The second thing to do is look under the hood to understand what is driving your productivity metrics. For this, we must get more granular with our tracking. For the expenses used to drive sales, have they improved or not over time? And for the expenses used to produce the widgets or service you are selling, have those expenses improved or over time? Do you understand or not what’s causing these changes? Have you built a team around you that receives productivity metrics and operates the business with them? If you are not measuring or you are keeping the metrics exclusively to yourself, how can you expect others on your team to help and drive meaningful impact.


The third thing to do is decide what are the three key metrics in your business that drive productivity. In today’s digital age, it can be very overwhelming with the amount of data that’s available. Companies that sell sophisticated software packages show how easy it is to pull data, that you can have metrics on everything, that you can even get metric updates on your phone. More often than not, this amount of data and updates leads to analysis paralysis, focusing on too much information. Keep it simple. What are the top three metrics that drive productivity in your business? Does your team know your most important metrics? In a manufacturing business, your most important metrics could be machine uptime or yield. In a service-based business, your most important metrics could be hours billed vs hours available. Or, in some service businesses it could be ensuring you are billing your clients more margin rich offering


Now that you're measuring and know your business’s drivers, what’s next? The first thing we always do with our clients is set a goal or target. Where do you want to be? Keep the targets realistic. Thinking your targets are going to be a 50% increase in productivity is unrealistic. We normally recommend starting with 10-15% improvements. If you are consistently hitting the targets, you can, and should, change the targets. And make sure to share the targets with your team. Team members love to know where the business is headed and what they can do to improve it. It’s always better for the team to know targets rather than flying blind. Just like interest, improving your targets will compound your improvements over time.

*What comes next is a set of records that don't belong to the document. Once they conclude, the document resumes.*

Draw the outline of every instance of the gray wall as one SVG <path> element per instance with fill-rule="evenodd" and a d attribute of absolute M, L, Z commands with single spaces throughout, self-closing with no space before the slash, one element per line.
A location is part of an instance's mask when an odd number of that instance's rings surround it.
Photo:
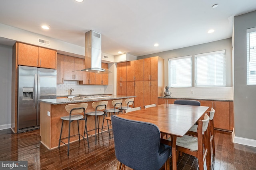
<path fill-rule="evenodd" d="M 0 130 L 10 127 L 12 47 L 0 44 Z"/>
<path fill-rule="evenodd" d="M 166 51 L 140 56 L 137 59 L 159 56 L 164 59 L 164 86 L 168 86 L 168 59 L 171 58 L 208 53 L 212 51 L 226 50 L 226 85 L 227 87 L 232 87 L 232 42 L 230 38 L 213 41 L 205 44 L 176 49 Z M 194 64 L 193 68 L 194 70 Z M 193 75 L 194 77 L 194 74 Z M 193 82 L 194 86 L 194 82 Z"/>
<path fill-rule="evenodd" d="M 234 125 L 236 137 L 256 140 L 256 85 L 246 85 L 246 29 L 256 27 L 256 11 L 234 18 Z"/>

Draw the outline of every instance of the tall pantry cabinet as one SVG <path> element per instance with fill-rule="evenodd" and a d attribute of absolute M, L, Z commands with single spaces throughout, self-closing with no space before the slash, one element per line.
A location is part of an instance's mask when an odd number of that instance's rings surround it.
<path fill-rule="evenodd" d="M 164 88 L 164 64 L 159 57 L 144 59 L 144 105 L 158 105 Z"/>
<path fill-rule="evenodd" d="M 117 95 L 136 96 L 135 107 L 158 104 L 164 89 L 164 59 L 158 56 L 118 63 L 117 70 Z"/>

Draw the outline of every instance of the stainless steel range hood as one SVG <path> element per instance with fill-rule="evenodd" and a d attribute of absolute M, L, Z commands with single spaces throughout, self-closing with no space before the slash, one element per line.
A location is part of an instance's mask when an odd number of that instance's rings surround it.
<path fill-rule="evenodd" d="M 108 73 L 101 68 L 101 34 L 93 30 L 85 33 L 84 68 L 81 71 Z"/>

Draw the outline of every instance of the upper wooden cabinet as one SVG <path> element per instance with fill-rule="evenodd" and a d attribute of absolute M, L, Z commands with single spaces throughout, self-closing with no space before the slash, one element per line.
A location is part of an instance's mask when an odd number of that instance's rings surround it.
<path fill-rule="evenodd" d="M 57 84 L 64 83 L 64 55 L 57 54 Z"/>
<path fill-rule="evenodd" d="M 83 59 L 74 57 L 64 56 L 64 80 L 83 80 Z"/>
<path fill-rule="evenodd" d="M 118 82 L 126 81 L 126 63 L 119 63 L 116 64 L 116 79 Z"/>
<path fill-rule="evenodd" d="M 18 43 L 18 65 L 56 69 L 56 55 L 54 50 Z"/>
<path fill-rule="evenodd" d="M 159 62 L 159 60 L 163 60 Z M 144 59 L 144 81 L 158 80 L 159 68 L 158 65 L 162 66 L 163 59 L 158 56 Z"/>
<path fill-rule="evenodd" d="M 143 81 L 143 59 L 134 60 L 127 63 L 127 81 Z"/>

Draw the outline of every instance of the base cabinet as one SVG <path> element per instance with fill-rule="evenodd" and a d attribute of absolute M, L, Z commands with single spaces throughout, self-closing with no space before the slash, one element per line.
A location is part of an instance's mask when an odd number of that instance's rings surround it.
<path fill-rule="evenodd" d="M 210 107 L 208 111 L 212 107 L 215 110 L 213 119 L 215 128 L 229 131 L 233 130 L 233 102 L 209 100 L 200 100 L 200 102 L 201 106 Z"/>

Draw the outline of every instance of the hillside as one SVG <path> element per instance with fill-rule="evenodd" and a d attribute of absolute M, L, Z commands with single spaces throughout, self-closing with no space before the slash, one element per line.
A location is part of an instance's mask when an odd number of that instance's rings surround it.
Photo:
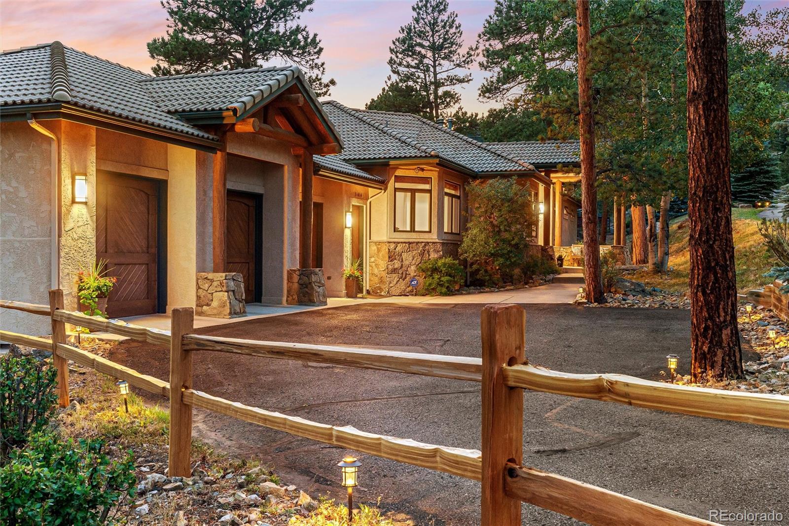
<path fill-rule="evenodd" d="M 737 267 L 737 289 L 745 292 L 770 283 L 763 276 L 775 263 L 772 254 L 765 246 L 757 228 L 759 220 L 753 209 L 732 209 L 732 228 L 735 240 L 735 261 Z M 687 216 L 672 220 L 669 225 L 668 276 L 638 272 L 628 276 L 652 287 L 682 292 L 688 288 L 690 271 L 688 251 Z"/>

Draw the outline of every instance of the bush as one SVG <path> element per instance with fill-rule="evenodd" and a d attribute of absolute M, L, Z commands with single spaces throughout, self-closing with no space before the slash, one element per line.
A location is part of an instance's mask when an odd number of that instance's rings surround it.
<path fill-rule="evenodd" d="M 32 357 L 0 358 L 0 462 L 54 415 L 58 371 Z"/>
<path fill-rule="evenodd" d="M 104 524 L 122 494 L 134 490 L 131 455 L 111 462 L 101 441 L 50 434 L 31 437 L 0 468 L 3 505 L 0 524 L 9 526 L 93 526 Z"/>
<path fill-rule="evenodd" d="M 502 283 L 523 264 L 537 225 L 529 190 L 514 178 L 475 181 L 466 188 L 473 213 L 463 234 L 460 257 Z"/>
<path fill-rule="evenodd" d="M 457 260 L 436 257 L 422 262 L 417 269 L 424 274 L 423 291 L 427 294 L 446 296 L 463 283 L 466 270 Z"/>

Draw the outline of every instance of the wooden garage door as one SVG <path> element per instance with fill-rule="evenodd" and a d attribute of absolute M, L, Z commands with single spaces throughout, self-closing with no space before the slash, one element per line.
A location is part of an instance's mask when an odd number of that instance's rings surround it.
<path fill-rule="evenodd" d="M 110 294 L 112 317 L 156 312 L 156 215 L 159 182 L 99 174 L 96 259 L 118 278 Z"/>
<path fill-rule="evenodd" d="M 255 286 L 257 254 L 257 197 L 243 192 L 227 192 L 227 272 L 244 276 L 244 297 L 256 301 Z"/>

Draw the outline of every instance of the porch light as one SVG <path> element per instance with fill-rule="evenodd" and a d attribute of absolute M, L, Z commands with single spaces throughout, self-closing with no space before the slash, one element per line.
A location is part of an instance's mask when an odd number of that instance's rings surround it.
<path fill-rule="evenodd" d="M 668 370 L 671 372 L 671 383 L 674 383 L 674 377 L 676 374 L 677 366 L 679 365 L 679 356 L 677 355 L 668 355 L 666 356 L 668 362 Z"/>
<path fill-rule="evenodd" d="M 88 174 L 72 175 L 71 193 L 73 203 L 88 202 Z"/>
<path fill-rule="evenodd" d="M 129 382 L 125 380 L 118 380 L 115 382 L 118 385 L 118 390 L 121 392 L 121 395 L 123 396 L 123 406 L 126 408 L 126 412 L 129 412 Z"/>
<path fill-rule="evenodd" d="M 337 464 L 342 468 L 342 486 L 348 488 L 348 523 L 353 520 L 353 487 L 358 485 L 357 473 L 361 463 L 353 456 L 346 456 Z"/>

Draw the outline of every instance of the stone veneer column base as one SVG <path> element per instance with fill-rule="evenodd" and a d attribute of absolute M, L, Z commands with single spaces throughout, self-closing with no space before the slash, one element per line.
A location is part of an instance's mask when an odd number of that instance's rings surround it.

The last thing to do is create a simple action item list. Build a list for each productivity driver. And, this is the most important part, when building the list, have your team members be the ones to initiate action items to improve the key drivers. Why? There are several reasons for this. First, in many cases, your team knows the ins and outs of the business better than you. They know what’s causing productivity gaps and what it takes to solve them. Second, it gives your team ownership of the business and builds trust. Instead of followers, they become leaders, and they also become more productive. If a team member doesn’t want to take ownership, it probably says a lot about their character and if they fit into the business in the long term


Why You Should Start Productivity Initiatives Now


Bringing all this productivity talk back home, imagine now you are selling your business, and you have significantly better productivity. First, you can sell your business for a better valuation because you are making more money, and your margins are better. And next, you are going to hold up better during due diligence. You are going to speak to the Buyer about how great the business is run and how each team member understands the key drivers, their goals, and how they impact productivity. Buyers will envision themselves scaling your business.


Very few businesses in the lower-middle market focus on these fundamental productivity processes, so your business will be a unicorn. Multiples will increase and you’ll attract the best and most qualified buyers.


You have to start early. Building processes, like these, in the quarter before you sell, will never work. Building these processes two years or more before you plan on selling will always work.